Decide a Primeira Turma do Tribunal Regional Federal da 5ª Região, por unanimidade, rejeitar as preliminares e dar provimento à apelação e à remessa oficial, nos termos do relatório, voto e notas taquigráficas constantes dos autos, que integram o presente julgado.

Recife, 25 de Novembro de 2004 (data do julgamento).

Desembargador Federal JOSÉ MARIA LUCENA

Relator

RELATÓRIO

2 Gab. JML/ejlb

Página 2

APELAÇÃO EM MANDADO DE SEGURANÇA Nº 66424-CE (1999.05.13319 -4)

O DES. FEDERAL JOSÉ MARIA LUCENA – RELATOR:

Trata-se de apelação e remessa oficial de sentença parcialmente concessiva de segurança impetrada por DICREL – DISTRIBUIDORA DE CERVEJAS E REFRIGERANTES LTDA. contra ato do Ilmo. Sr. Delegado da Receita Federal em Fortaleza (CE), com o fito de afastar a limitação dos prejuízos, para efeito de base de cálculo do Imposto de Renda, em até 30%(trinta por cento), imposta pelos artigos 42, da Lei nº 8.981/95; 15, da Lei nº 9.065/95 e 31, da Lei nº 9.249/95.

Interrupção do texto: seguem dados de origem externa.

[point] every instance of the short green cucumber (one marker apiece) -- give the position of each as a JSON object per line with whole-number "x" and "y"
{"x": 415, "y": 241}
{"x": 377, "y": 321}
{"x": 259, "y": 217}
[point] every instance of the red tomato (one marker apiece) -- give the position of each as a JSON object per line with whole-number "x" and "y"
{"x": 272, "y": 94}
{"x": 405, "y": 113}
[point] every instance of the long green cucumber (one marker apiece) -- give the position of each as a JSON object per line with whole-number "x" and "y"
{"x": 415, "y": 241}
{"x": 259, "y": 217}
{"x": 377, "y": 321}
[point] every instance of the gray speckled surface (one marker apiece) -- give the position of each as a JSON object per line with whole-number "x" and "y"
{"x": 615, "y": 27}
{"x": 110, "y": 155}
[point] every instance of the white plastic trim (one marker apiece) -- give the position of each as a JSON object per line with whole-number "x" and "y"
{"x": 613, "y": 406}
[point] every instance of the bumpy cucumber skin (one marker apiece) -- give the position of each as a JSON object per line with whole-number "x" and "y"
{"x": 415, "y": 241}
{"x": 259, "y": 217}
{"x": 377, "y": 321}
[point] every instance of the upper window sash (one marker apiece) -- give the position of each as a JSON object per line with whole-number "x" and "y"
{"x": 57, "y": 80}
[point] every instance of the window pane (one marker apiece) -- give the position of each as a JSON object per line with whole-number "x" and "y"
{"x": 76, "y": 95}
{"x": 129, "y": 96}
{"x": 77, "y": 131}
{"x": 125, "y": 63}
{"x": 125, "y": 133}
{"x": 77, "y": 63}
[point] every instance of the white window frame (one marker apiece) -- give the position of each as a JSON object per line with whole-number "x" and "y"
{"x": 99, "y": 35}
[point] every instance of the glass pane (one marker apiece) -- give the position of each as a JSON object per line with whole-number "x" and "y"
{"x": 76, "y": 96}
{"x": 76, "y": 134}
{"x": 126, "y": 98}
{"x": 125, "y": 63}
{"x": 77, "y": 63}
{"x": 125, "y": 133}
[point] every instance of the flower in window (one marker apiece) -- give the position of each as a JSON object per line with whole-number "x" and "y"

Nas razões recursais, a Fazenda Nacional alega, preliminarmente, que o pedido da impetrante cinge-se em matéria de fato, a exigir dilação probatória. No mérito, pugna, em síntese, pela aplicação da limitação em debate. Destaca a ausência de ofensa ao princípio da anterioridade tributária, quando da edição da MP nº 812/94, a qual foi convertida na Lei nº 8.981/95.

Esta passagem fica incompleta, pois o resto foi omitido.